J'avais fini par obtenir un rendez-vous. Il m'attendait sur
la terrasse, devant sa maison. Je vis d'abord, dépassant d'un
rocking-chair,
une main gantée tenant un sécateur. Il portait un tablier
vert et un chapeau de
paille.
— Je vous attendais, vous prendrez bien quelque chose ?
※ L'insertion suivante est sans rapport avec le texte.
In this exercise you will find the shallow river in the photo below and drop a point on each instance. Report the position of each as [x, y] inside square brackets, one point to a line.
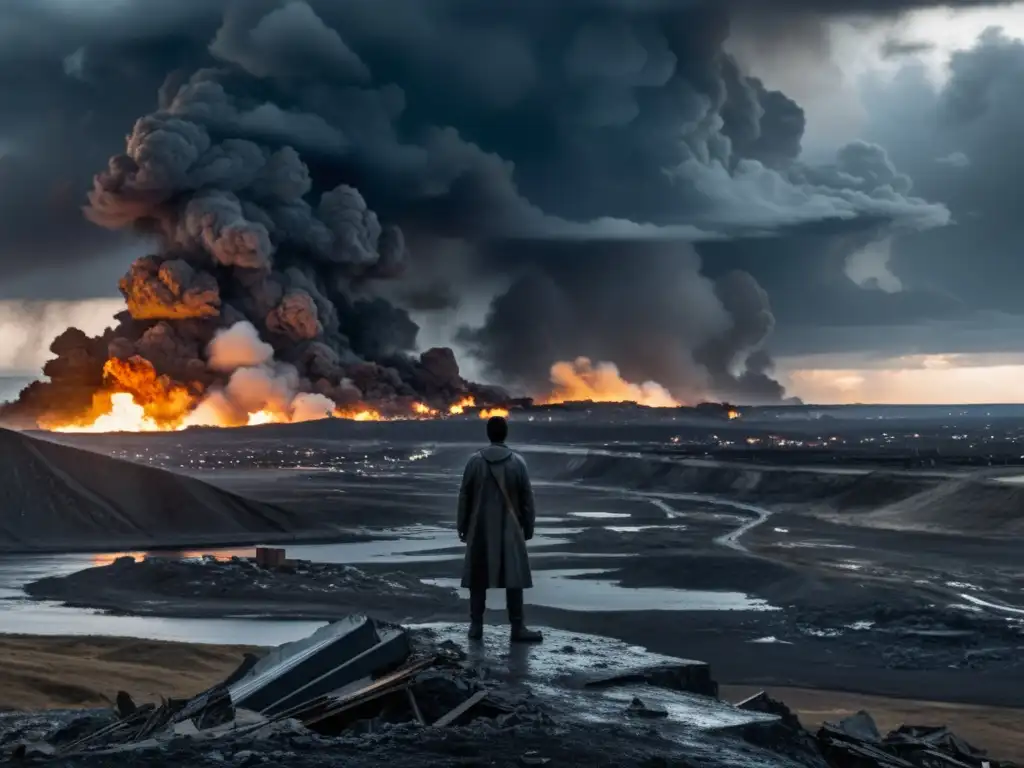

Sans attendre la réponse, il servit deux whisky : Allons au
jardin, nous serons
plus tranquille et l'heure y est si agréable. Cette brume
dorée estompe les
couleurs et donne au pays ce sens profond, ce ce pour quoi nous
l'aimons. C'est
en automne qu'il faut voir la Suisse... Attention à la
glycine ! Nous
devons nous baisser pour passer dessous : Il faudrait que je me
résolve à la tailler,
mais ces grandes branches qui dégoulinent en pleurant... Je n'ai
jamais pu comprendre
les jardins à la française, si carrés, presque
militaires.
J'amorçai ma première question :
— Oui militaire... Pourtant l'armée...
Il n'interrompit :
— Un jardin à la française nécessite des
tonnes de désherbant
et j'aime trop les insectes. Je n'utilise aucun insecticide.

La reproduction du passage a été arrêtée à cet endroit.